Pembahasan RUU Ciptaker Harus Pertimbangkan Berbagai Kajian

Demo buruh tolak RUU Omnibus Law Cipta Kerja
Sumber :
  • ANTARA FOTO

VIVA – RUU Cipta Kerja yang kini mulai dibahas Badan Legislasi DPR RI masih terus menuai kontroversi. Dalam situasi inilah, tak hanya opini beberapa pihak yang patut didengar. DPR juga harus melihat kajian atau diskusi publik yang membahas secara ilmiah dan obyektif isi RUU.

Hal ini disampaikan M Yusuf Wibisono, akademisi dari Universitas Islam Sunan Gunung Djati yang beberapa bulan terakhir melakukan kajian terkait kontroversi RUU Ciptaker. Menurut Yusuf, suara terkait RUU Ciptaker di media, perlu diperkaya dengan kajian-kajian dari berbagai perspektif.

“Karena ini kan Omnibus Law, gabungan banyak undang-undang. Kebayang kan, ini tuh bangunan atau rancangan bangunan yang sangat besar. Kalau ia dibuat dengan tujuan memperbaiki iklim perekonomian, artinya banyak aspek yang harus dibahas di situ. Yang diperbaiki yang mana, yang diperdalam yang mana, yang didiskusikan yang mana harus jelas. Memang tidak mungkin diterima semua, atau sebaliknya, ditolak semua, padahal dibahas saja belum,” kata Yusuf dalam keterangan tertulisnya, Rabu, 8 April 2020.
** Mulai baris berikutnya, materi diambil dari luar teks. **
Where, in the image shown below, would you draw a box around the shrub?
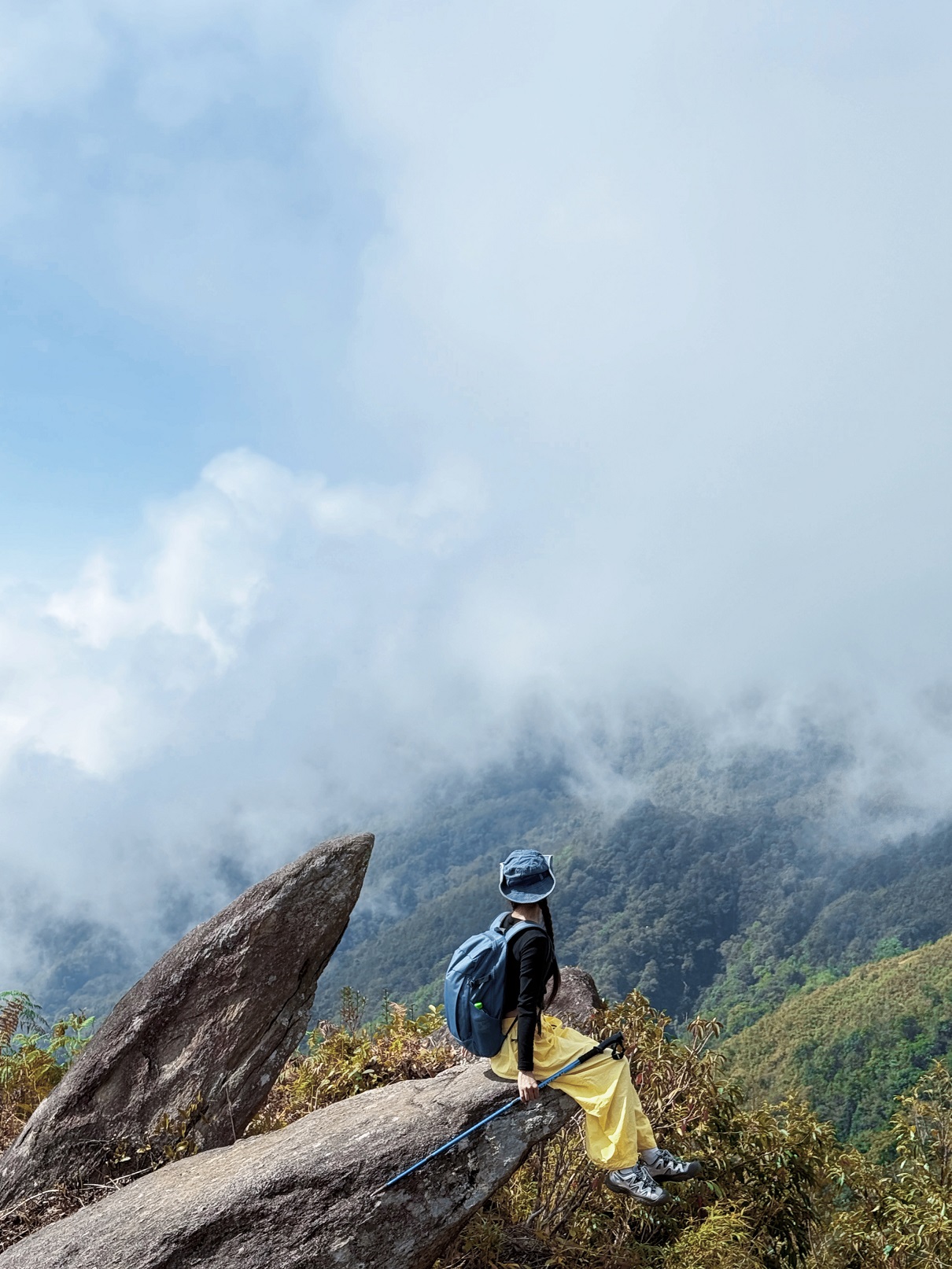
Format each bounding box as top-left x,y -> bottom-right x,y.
0,991 -> 94,1149
246,987 -> 459,1136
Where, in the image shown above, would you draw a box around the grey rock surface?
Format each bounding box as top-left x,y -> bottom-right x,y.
0,834 -> 373,1207
550,965 -> 602,1035
0,1064 -> 576,1269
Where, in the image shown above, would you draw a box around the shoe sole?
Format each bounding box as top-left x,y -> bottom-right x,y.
606,1180 -> 674,1207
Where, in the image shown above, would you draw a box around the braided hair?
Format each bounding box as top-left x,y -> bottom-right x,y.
509,898 -> 563,1009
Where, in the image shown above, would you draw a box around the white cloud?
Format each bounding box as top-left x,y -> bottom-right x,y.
0,0 -> 952,984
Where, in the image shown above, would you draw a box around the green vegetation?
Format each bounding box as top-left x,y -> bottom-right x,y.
724,936 -> 952,1146
9,979 -> 952,1269
0,991 -> 94,1149
317,747 -> 952,1031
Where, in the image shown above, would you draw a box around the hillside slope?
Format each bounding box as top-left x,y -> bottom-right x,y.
722,936 -> 952,1141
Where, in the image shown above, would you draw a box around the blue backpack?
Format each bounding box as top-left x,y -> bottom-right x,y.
443,913 -> 544,1057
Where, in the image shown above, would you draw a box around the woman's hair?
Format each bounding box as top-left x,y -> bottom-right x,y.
509,898 -> 563,1009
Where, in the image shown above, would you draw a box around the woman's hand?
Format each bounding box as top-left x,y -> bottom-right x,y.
519,1071 -> 538,1101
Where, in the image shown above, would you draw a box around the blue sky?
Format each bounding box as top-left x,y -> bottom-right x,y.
0,0 -> 952,963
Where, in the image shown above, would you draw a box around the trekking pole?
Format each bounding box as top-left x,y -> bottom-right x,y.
375,1031 -> 625,1194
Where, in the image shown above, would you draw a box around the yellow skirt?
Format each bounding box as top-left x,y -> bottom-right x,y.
490,1014 -> 655,1170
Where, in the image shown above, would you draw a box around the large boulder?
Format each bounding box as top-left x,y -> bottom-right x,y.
0,834 -> 373,1207
0,1064 -> 576,1269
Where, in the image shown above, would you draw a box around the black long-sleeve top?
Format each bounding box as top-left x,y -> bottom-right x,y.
503,917 -> 556,1071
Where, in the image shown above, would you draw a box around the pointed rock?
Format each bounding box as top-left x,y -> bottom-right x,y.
0,834 -> 373,1207
0,1064 -> 576,1269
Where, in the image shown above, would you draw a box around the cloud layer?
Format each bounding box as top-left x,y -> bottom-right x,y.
0,0 -> 952,972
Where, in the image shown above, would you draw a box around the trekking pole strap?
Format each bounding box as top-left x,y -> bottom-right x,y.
375,1031 -> 625,1194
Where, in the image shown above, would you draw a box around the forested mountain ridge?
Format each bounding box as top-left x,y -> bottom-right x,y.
317,745 -> 952,1029
722,936 -> 952,1143
17,717 -> 952,1031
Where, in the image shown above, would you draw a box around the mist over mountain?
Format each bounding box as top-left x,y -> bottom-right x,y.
17,702 -> 952,1029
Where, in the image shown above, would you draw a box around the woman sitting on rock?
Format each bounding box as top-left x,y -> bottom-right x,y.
491,850 -> 701,1204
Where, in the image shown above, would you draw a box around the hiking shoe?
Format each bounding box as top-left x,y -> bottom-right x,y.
642,1149 -> 701,1182
606,1164 -> 673,1207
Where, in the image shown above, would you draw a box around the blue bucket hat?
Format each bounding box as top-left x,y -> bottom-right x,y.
499,850 -> 555,903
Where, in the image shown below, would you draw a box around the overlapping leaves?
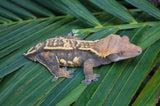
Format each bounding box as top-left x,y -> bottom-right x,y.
0,0 -> 160,106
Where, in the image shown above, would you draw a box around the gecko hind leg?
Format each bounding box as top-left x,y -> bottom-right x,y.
37,52 -> 74,82
82,59 -> 100,85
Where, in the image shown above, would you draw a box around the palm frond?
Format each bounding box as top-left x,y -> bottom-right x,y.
0,0 -> 160,106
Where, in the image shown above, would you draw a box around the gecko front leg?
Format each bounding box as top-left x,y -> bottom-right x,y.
36,52 -> 74,82
82,59 -> 100,85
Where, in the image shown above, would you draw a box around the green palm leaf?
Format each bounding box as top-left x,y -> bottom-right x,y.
0,0 -> 160,106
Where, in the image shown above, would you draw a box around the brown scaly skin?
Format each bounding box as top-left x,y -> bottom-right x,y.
24,33 -> 142,85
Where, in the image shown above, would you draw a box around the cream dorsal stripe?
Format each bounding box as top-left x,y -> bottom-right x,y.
44,34 -> 121,57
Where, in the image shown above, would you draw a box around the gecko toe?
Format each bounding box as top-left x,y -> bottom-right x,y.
69,69 -> 75,74
81,80 -> 91,85
67,75 -> 74,78
94,74 -> 100,78
52,77 -> 58,82
93,78 -> 98,81
62,67 -> 67,70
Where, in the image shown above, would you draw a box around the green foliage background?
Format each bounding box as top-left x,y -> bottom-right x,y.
0,0 -> 160,106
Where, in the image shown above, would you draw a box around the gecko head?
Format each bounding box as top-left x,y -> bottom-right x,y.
109,36 -> 142,61
23,47 -> 37,61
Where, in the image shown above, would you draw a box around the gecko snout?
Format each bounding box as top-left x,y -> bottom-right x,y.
137,47 -> 142,55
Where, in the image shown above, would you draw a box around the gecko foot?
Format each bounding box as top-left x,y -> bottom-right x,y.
81,74 -> 100,85
52,67 -> 75,82
52,77 -> 58,82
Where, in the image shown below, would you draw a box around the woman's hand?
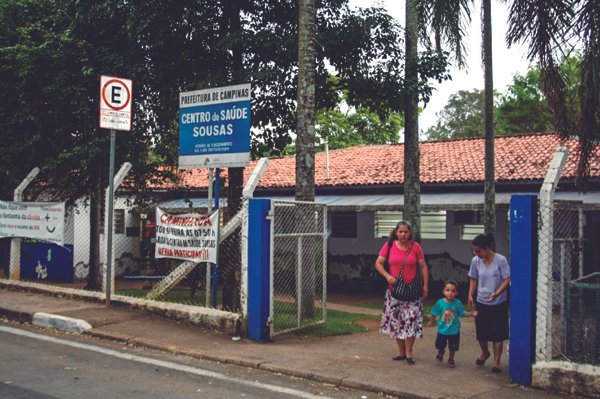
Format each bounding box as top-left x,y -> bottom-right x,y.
483,292 -> 500,302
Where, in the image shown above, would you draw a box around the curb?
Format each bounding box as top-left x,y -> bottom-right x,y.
85,328 -> 430,399
31,312 -> 92,333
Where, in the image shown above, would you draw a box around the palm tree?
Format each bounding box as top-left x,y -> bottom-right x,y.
403,0 -> 421,240
296,0 -> 316,319
296,0 -> 316,201
412,0 -> 472,239
418,0 -> 496,235
506,0 -> 600,189
481,0 -> 496,236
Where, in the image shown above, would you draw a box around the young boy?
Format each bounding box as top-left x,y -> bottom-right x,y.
429,280 -> 477,368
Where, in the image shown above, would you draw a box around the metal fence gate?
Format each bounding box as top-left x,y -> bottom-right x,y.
269,201 -> 327,337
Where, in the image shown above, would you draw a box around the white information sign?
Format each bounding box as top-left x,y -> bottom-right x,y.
155,208 -> 219,263
0,201 -> 65,245
100,76 -> 132,131
179,83 -> 252,169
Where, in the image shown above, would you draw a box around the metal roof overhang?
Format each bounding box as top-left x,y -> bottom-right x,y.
158,192 -> 600,210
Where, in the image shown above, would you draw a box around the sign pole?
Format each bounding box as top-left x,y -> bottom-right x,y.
106,129 -> 116,307
204,168 -> 213,307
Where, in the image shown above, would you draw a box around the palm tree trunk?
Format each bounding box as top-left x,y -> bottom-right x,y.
296,0 -> 316,319
296,0 -> 315,201
482,0 -> 496,236
404,0 -> 421,240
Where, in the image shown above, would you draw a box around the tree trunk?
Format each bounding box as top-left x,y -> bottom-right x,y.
296,0 -> 315,201
295,0 -> 316,319
84,176 -> 106,291
218,0 -> 244,312
404,0 -> 421,241
482,0 -> 496,236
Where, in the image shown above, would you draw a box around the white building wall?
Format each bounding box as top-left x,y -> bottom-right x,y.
327,211 -> 510,292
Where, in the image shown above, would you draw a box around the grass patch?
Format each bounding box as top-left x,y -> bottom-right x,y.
299,310 -> 380,337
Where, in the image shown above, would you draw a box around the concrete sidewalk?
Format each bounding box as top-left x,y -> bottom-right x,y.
0,288 -> 564,399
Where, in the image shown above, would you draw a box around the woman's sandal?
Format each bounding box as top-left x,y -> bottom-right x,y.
435,352 -> 444,363
475,352 -> 491,366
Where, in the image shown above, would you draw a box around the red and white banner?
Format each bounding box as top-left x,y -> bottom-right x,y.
0,201 -> 65,245
155,207 -> 219,263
Pegiat kelompok diskusi Madrasah Malam Reboan UIN SGD Bandung itu menyatakan, dalam salah kajiannya bersama kolega akademisi lain, RUU Omnibus Law Cipta Lapangan Kerja akan merevisi 51 pasal dari UU No. 13/2003 tentang Ketenagakerjaan. Berdasarkan outlook perekonomian 2020 yang dirilis oleh Kementerian Koordinator Perekonomian, isu ketenagakerjaan menjadi salah satu tantangan internal atas perekonomian Indonesia pada tahun depan. 

“Sampai di sini, kita memahami pentingnya perbaikan ekosistem ketenagakerjaan. Itu jelas kepentingan bersama. Masuk akal juga misalnya, kalau pemerintah bilang, pokok-pokok regulasi ketenagakerjaan perlu disusun ulang dagar sistem ketenagakerjaan yang lebih fleskibel dan kondusif terhadap iklim investasi serta iklim usaha,” ujar Yusuf.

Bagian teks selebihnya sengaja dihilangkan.